Date Converter¶

We will be translating from one date format to another. In order to do this we need to connect two set of LSTMs (RNNs). The diagram looks as follows: Each set respectively sharing weights (i.e. each of the 4 green cells have the same weights and similarly with the blue cells). The first is a many to one LSTM, which summarises the question at the last hidden layer (and cell memory).

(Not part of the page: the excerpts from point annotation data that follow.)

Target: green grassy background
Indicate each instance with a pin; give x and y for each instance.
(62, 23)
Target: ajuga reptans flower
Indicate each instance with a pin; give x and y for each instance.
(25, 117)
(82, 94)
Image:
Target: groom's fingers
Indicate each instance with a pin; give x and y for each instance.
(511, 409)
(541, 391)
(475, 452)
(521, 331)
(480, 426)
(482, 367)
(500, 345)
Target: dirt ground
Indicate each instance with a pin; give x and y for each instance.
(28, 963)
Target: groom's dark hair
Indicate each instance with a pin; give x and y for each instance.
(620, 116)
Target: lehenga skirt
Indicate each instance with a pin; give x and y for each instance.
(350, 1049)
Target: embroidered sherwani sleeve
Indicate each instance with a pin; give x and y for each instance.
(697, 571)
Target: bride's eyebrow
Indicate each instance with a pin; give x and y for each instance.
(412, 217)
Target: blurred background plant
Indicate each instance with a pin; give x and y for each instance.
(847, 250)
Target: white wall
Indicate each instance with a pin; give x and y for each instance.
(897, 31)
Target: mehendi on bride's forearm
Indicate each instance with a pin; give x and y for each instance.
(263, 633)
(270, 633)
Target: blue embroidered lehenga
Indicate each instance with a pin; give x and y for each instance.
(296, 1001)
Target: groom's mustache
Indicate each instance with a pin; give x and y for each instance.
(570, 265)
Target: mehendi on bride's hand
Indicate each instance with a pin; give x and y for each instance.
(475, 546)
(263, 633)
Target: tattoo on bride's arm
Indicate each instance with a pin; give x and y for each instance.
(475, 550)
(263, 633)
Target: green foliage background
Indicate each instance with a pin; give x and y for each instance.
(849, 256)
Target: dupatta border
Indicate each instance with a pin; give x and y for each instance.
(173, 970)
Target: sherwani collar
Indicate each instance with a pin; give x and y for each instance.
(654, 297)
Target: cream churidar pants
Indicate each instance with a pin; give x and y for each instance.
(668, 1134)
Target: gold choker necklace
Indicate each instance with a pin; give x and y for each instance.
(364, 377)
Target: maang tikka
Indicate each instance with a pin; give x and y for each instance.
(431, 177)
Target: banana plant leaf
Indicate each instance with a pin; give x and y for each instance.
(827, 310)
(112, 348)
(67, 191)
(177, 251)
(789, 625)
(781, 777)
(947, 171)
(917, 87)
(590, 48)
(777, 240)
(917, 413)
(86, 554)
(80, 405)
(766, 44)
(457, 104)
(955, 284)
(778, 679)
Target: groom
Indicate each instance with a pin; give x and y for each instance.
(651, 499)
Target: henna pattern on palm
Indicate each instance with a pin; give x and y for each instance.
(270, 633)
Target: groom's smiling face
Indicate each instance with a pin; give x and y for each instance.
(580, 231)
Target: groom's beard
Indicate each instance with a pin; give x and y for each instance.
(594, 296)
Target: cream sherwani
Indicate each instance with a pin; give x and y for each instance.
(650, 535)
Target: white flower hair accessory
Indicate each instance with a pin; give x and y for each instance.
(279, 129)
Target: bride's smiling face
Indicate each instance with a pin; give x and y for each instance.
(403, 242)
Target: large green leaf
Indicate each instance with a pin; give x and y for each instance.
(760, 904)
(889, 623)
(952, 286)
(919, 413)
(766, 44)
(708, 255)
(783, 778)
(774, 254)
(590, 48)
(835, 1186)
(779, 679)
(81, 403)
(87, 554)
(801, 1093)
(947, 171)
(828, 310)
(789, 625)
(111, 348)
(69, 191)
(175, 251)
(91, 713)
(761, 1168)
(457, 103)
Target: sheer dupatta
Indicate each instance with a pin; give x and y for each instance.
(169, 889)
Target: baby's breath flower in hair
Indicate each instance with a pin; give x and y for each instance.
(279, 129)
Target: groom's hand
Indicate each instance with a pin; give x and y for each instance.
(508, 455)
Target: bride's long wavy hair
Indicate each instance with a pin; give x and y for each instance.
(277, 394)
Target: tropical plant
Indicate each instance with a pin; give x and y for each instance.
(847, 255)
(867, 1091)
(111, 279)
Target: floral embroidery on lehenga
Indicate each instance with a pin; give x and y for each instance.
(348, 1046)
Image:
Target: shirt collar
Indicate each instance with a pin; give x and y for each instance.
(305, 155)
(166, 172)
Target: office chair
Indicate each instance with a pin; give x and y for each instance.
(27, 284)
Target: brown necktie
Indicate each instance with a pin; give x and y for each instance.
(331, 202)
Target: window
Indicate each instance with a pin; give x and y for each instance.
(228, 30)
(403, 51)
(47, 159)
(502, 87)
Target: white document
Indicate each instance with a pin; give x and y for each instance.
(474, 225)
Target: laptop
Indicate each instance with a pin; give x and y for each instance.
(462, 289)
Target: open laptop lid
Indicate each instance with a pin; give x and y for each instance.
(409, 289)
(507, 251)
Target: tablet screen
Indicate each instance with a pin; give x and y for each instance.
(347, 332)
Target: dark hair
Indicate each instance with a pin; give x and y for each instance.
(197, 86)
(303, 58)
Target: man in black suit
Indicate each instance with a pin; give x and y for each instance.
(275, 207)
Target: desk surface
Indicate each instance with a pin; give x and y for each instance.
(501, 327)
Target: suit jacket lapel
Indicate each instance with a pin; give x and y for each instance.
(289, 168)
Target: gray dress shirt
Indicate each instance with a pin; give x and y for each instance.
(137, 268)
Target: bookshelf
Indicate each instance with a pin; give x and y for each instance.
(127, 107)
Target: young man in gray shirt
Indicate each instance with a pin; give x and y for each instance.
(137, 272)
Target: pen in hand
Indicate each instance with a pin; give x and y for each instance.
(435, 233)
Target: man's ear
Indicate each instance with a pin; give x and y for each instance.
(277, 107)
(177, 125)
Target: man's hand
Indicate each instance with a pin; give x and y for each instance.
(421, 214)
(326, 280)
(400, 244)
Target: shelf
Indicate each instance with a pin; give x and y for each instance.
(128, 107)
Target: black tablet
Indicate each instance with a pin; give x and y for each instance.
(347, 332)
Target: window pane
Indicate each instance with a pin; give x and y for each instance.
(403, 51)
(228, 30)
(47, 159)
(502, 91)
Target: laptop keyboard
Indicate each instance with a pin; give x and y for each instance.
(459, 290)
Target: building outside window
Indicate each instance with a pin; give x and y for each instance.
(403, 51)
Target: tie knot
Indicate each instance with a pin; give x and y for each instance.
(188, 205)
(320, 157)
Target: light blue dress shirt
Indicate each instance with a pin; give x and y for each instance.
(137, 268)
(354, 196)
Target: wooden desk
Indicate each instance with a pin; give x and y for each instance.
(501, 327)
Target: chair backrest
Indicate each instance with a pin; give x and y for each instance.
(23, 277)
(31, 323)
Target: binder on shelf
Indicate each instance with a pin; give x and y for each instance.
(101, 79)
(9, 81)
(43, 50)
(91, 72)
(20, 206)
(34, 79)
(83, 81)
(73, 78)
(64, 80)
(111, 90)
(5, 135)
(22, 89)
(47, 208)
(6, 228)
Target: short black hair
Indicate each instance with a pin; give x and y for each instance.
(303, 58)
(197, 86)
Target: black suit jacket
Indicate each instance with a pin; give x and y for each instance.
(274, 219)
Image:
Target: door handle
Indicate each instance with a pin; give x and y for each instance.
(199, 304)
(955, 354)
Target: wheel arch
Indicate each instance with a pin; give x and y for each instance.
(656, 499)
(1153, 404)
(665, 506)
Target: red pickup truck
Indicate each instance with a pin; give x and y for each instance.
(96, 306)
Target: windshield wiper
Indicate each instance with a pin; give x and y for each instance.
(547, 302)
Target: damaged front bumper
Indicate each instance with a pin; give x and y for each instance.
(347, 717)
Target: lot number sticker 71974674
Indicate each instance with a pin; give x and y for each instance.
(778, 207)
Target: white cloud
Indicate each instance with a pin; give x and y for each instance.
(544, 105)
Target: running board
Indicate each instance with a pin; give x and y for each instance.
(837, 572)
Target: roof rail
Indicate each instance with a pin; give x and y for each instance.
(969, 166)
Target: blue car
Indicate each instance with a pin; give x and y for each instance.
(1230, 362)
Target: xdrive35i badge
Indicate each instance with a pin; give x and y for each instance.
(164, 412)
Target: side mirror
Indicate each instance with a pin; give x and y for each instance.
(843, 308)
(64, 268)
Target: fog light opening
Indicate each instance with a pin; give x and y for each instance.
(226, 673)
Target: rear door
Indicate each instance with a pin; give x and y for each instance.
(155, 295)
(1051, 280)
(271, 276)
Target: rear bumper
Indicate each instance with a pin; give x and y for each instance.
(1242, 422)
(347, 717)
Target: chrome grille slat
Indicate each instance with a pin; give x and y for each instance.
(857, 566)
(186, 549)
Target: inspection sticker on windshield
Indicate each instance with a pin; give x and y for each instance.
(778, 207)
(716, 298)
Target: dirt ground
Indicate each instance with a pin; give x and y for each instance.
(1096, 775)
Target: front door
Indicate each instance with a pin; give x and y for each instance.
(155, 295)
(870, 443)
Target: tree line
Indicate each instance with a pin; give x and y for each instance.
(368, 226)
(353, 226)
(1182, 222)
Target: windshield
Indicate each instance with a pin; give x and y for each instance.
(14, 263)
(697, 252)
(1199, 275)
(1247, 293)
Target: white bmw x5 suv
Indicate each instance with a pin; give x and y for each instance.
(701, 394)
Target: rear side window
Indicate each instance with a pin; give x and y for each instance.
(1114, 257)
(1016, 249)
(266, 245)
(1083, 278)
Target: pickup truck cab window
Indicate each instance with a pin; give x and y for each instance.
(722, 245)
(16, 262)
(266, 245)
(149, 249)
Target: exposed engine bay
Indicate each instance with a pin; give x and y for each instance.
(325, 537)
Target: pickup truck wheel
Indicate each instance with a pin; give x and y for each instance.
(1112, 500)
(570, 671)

The second set (blue) is a Many to Many LSTM which has different weights to the first set of LSTMs. The input is simply the answer sentence while the output is the same sentence shifted by one. Ofcourse during testing time there are no inputs for the answer and is only used during training. seq2seq_diagram

20th January 2017 => 20th January 2009 troll

References:¶

Plotting Tensorflow graph: https://stackoverflow.com/questions/38189119/simple-way-to-visualize-a-tensorflow-graph-in-jupyter/38192374#38192374
The generation process was taken from: https://github.com/datalogue/keras-attention/blob/master/data/generate.py
2014 paper with 2000+ citations: https://arxiv.org/pdf/1409.3215.pdf

In [1]:

!pip install faker babel

Requirement already satisfied: faker in /root/miniconda3/lib/python3.6/site-packages
Requirement already satisfied: babel in /root/miniconda3/lib/python3.6/site-packages
Requirement already satisfied: email-validator==1.0.2 in /root/miniconda3/lib/python3.6/site-packages (from faker)
Requirement already satisfied: six in /root/miniconda3/lib/python3.6/site-packages (from faker)
Requirement already satisfied: python-dateutil>=2.4 in /root/miniconda3/lib/python3.6/site-packages (from faker)
Requirement already satisfied: pytz>=0a in /root/miniconda3/lib/python3.6/site-packages (from babel)
Requirement already satisfied: idna>=2.0.0 in /root/miniconda3/lib/python3.6/site-packages (from email-validator==1.0.2->faker)
Requirement already satisfied: dnspython>=1.15.0 in /root/miniconda3/lib/python3.6/site-packages (from email-validator==1.0.2->faker)

In [2]:

from IPython.display import YouTubeVideo
YouTubeVideo("_Sm0q_FckM8")

Out[2]:

In [3]:

import numpy as np
import matplotlib.pyplot as plt
%matplotlib inline

import random
import json
import os
import time

from faker import Faker
import babel
from babel.dates import format_date

import tensorflow as tf

from keras.models import Sequential
from keras.layers import LSTM, Embedding

import tensorflow.contrib.legacy_seq2seq as seq2seq
from utilities import show_graph

from sklearn.model_selection import train_test_split

Using TensorFlow backend.

In [4]:

fake = Faker()
fake.seed(42)
random.seed(42)

FORMATS = ['short',
           'medium',
           'long',
           'full',
           'd MMM YYY',
           'd MMMM YYY',
           'dd MMM YYY',
           'd MMM, YYY',
           'd MMMM, YYY',
           'dd, MMM YYY',
           'd MM YY',
           'd MMMM YYY',
           'MMMM d YYY',
           'MMMM d, YYY',
           'dd.MM.YY',
           ]

# change this if you want it to work with only a single language
LOCALES = babel.localedata.locale_identifiers()
LOCALES = [lang for lang in LOCALES if 'en' in str(lang)]

In [5]:

def create_date():
    """
        Creates some fake dates 
        :returns: tuple containing 
                  1. human formatted string
                  2. machine formatted string
                  3. date object.
    """
    dt = fake.date_object()

    # wrapping this in a try catch because
    # the locale 'vo' and format 'full' will fail
    try:
        human = format_date(dt,
                            format=random.choice(FORMATS),
                            locale=random.choice(LOCALES))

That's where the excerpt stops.